First, measure or at least estimate the latency, high-speed capture of a button press to on-screen response, or latency tools, quantify it so you can tell if your changes help. Then identify the contributors: is the frame rate low (a big latency source)? Is vsync or a deep render queue adding frames? Is input being polled/applied late? Check how many frames elapse between input and its visible effect.

Performance is part of this, since frame rate directly affects input lag, the same field performance data that reveals low frame rates also reveals a latency source. Bugnet's performance monitoring surfaces frame rate and frame-time across real hardware, so if input lag is partly a frame-rate problem on players' machines, that shows up, telling you that improving performance will also improve responsiveness for those players.

How to Fix It

Reduce the frames between input and display. Raise and stabilize the frame rate, since each frame is latency, better performance directly reduces input lag (and consistent frame pacing helps too). Reduce render buffering/latency, minimize the render queue depth and consider lower-latency presentation options where appropriate; offer the player a choice between vsync (tear-free, more latency) and lower-latency modes. Sample and apply input as late as possible in the frame so it affects the current frame rather than a later one. And remove processing delays, make the path from input to response as direct as possible.
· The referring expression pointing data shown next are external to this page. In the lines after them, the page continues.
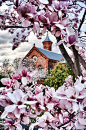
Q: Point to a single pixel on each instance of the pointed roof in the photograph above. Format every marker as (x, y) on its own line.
(47, 38)
(52, 55)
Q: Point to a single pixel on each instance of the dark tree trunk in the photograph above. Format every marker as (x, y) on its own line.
(75, 66)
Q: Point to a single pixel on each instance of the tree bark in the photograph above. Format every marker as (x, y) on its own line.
(67, 57)
(82, 61)
(76, 61)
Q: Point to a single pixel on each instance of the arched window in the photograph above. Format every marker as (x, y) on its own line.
(40, 67)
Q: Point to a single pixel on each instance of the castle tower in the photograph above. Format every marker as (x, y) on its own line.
(47, 43)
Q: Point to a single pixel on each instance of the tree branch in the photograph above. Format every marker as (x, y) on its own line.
(82, 61)
(67, 57)
(76, 61)
(82, 21)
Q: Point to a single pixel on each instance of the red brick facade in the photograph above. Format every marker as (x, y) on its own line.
(42, 60)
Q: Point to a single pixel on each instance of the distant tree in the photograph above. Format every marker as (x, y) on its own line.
(58, 75)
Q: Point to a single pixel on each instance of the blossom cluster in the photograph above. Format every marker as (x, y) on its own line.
(42, 15)
(28, 103)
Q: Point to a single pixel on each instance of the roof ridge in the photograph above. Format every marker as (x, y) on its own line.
(49, 51)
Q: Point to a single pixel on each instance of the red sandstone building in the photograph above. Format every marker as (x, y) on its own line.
(45, 58)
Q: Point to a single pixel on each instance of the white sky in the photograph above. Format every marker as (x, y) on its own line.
(6, 44)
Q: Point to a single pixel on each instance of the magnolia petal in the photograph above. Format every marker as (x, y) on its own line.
(21, 106)
(24, 80)
(80, 44)
(61, 118)
(78, 126)
(10, 108)
(17, 113)
(5, 81)
(60, 26)
(82, 121)
(12, 97)
(30, 102)
(18, 127)
(26, 119)
(44, 1)
(72, 39)
(4, 114)
(50, 106)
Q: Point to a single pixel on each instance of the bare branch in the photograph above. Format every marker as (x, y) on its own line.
(67, 57)
(82, 21)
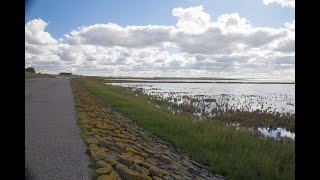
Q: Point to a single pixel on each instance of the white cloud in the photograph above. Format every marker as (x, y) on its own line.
(35, 34)
(283, 3)
(192, 20)
(196, 46)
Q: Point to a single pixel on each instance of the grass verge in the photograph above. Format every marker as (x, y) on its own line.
(236, 154)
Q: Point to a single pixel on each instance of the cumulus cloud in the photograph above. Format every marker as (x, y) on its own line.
(283, 3)
(192, 20)
(197, 45)
(35, 34)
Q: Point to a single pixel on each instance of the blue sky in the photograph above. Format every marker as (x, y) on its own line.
(64, 16)
(185, 38)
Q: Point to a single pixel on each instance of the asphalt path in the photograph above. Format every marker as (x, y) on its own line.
(54, 148)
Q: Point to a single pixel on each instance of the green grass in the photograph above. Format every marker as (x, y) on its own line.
(236, 154)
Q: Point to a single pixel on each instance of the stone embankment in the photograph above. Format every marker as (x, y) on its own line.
(119, 149)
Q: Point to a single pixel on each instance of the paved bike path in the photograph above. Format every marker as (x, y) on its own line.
(53, 145)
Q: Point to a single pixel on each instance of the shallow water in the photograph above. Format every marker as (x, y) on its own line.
(211, 99)
(215, 98)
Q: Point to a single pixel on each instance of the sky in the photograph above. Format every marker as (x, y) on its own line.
(168, 38)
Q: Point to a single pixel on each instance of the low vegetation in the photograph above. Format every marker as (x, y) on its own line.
(236, 154)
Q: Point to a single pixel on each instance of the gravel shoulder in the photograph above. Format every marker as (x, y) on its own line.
(121, 149)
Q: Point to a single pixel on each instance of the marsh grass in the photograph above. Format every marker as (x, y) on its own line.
(236, 154)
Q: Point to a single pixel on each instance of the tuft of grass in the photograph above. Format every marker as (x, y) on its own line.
(235, 154)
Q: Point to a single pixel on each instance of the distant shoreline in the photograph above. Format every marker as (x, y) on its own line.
(155, 81)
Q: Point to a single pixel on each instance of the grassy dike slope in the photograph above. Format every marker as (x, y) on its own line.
(229, 152)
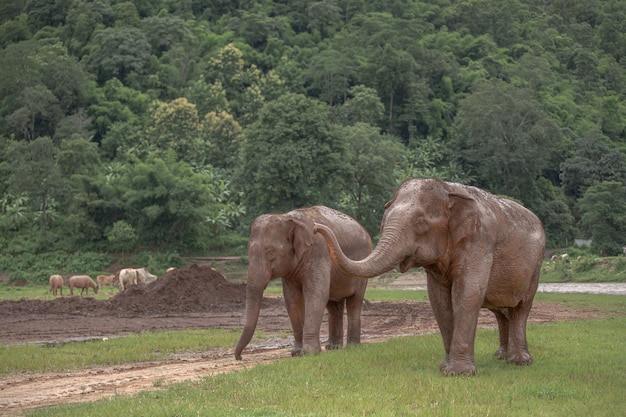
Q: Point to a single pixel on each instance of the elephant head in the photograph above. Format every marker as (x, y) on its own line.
(421, 225)
(277, 242)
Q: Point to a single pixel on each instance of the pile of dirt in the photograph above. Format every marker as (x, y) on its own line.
(185, 290)
(196, 288)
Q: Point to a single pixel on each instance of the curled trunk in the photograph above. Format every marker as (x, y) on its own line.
(382, 259)
(253, 308)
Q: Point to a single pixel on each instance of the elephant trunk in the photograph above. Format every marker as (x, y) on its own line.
(387, 254)
(254, 295)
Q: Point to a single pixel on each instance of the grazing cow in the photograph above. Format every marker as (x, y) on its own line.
(127, 276)
(145, 277)
(105, 280)
(56, 283)
(84, 282)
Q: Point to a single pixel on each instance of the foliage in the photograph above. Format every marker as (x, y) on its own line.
(525, 100)
(400, 376)
(292, 157)
(603, 217)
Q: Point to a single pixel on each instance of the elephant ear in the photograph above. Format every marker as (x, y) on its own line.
(463, 220)
(302, 236)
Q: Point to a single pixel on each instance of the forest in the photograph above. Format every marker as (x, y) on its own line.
(169, 125)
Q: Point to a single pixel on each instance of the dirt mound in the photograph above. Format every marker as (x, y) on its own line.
(185, 290)
(195, 288)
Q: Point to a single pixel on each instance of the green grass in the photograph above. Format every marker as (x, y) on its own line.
(585, 269)
(579, 370)
(145, 346)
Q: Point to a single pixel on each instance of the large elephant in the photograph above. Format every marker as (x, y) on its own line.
(478, 250)
(284, 246)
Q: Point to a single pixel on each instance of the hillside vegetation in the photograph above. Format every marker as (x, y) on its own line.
(168, 126)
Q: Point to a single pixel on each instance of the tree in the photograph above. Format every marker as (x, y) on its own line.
(223, 134)
(118, 52)
(122, 236)
(603, 217)
(363, 105)
(504, 137)
(371, 159)
(35, 172)
(593, 161)
(330, 72)
(391, 70)
(291, 157)
(176, 126)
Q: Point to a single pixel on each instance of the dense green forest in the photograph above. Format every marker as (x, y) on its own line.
(168, 125)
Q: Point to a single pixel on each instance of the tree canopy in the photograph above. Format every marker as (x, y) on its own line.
(164, 124)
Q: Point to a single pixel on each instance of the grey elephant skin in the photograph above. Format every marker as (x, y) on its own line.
(478, 250)
(284, 246)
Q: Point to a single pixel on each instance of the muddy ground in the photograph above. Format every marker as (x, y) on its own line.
(195, 297)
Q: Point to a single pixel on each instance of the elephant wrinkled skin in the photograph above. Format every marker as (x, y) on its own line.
(478, 250)
(284, 246)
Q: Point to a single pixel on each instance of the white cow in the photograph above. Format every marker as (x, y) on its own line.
(126, 277)
(144, 276)
(134, 276)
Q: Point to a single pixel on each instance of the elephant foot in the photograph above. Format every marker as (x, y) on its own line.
(520, 358)
(451, 368)
(333, 346)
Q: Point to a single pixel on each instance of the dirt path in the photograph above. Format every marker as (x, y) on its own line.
(202, 299)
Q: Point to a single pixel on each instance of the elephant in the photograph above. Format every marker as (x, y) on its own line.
(284, 246)
(478, 251)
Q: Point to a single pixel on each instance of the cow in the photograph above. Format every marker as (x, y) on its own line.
(56, 283)
(106, 280)
(84, 282)
(126, 277)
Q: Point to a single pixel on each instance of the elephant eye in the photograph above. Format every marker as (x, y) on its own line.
(420, 225)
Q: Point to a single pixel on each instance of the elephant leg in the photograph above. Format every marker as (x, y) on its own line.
(503, 332)
(467, 298)
(441, 303)
(315, 290)
(335, 324)
(354, 305)
(517, 351)
(294, 301)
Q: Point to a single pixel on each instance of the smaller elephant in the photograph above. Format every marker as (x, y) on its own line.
(284, 246)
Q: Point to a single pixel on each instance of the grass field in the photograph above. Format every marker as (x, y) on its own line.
(579, 370)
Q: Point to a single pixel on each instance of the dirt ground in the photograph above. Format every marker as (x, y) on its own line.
(195, 297)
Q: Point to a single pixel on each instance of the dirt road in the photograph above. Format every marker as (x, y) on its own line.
(194, 297)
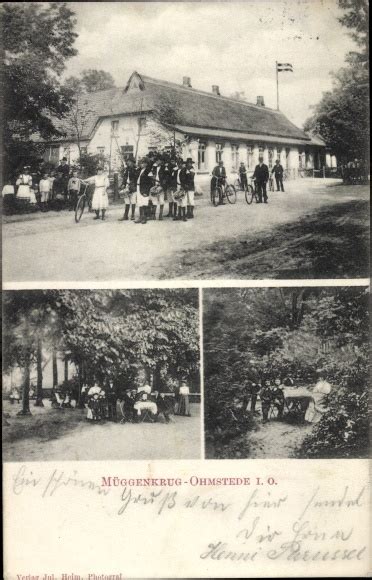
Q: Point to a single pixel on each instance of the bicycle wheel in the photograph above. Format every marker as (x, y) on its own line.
(230, 194)
(79, 210)
(237, 184)
(249, 194)
(216, 195)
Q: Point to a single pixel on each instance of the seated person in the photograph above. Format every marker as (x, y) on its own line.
(96, 396)
(318, 406)
(144, 389)
(271, 395)
(127, 405)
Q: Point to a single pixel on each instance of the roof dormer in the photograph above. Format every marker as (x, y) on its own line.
(135, 83)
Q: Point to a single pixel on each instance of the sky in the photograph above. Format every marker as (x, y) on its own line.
(230, 44)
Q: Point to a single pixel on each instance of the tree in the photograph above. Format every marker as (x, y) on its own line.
(342, 116)
(38, 40)
(289, 332)
(30, 320)
(91, 81)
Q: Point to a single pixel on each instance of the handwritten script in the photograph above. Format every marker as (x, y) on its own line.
(318, 525)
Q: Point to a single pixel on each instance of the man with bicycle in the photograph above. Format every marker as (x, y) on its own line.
(278, 172)
(219, 179)
(261, 176)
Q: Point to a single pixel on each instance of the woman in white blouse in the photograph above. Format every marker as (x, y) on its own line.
(24, 183)
(100, 197)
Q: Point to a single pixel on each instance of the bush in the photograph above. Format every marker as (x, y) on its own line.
(343, 429)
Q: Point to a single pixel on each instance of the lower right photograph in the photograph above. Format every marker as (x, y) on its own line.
(286, 372)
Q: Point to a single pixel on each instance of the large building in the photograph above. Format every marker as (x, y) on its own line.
(149, 114)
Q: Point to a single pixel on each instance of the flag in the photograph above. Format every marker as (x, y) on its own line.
(283, 66)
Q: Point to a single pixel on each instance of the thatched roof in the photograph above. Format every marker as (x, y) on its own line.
(190, 108)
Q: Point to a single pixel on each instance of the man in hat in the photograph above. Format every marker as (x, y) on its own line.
(278, 172)
(129, 186)
(261, 175)
(187, 179)
(174, 187)
(144, 184)
(158, 190)
(64, 170)
(243, 176)
(219, 178)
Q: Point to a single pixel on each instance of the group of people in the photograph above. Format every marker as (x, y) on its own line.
(272, 396)
(135, 404)
(43, 188)
(354, 172)
(260, 177)
(152, 182)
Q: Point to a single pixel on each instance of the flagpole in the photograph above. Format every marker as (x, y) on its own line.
(277, 85)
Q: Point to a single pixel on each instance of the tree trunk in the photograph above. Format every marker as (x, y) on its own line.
(81, 383)
(55, 369)
(39, 367)
(26, 388)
There's often a tradeoff (vsync vs latency, for instance), so giving players options is part of the fix, competitive players will trade tearing for responsiveness. After changes, re-measure the latency to confirm it dropped, and verify the game feels more responsive. Especially for action games, low input lag is a core part of game feel, and cutting the accumulated frames of delay is what delivers it.

Input lag is the frames of delay stacked between a button press and the pixels. Raise frame rate, cut render buffering, apply input late in the frame, and give players latency options.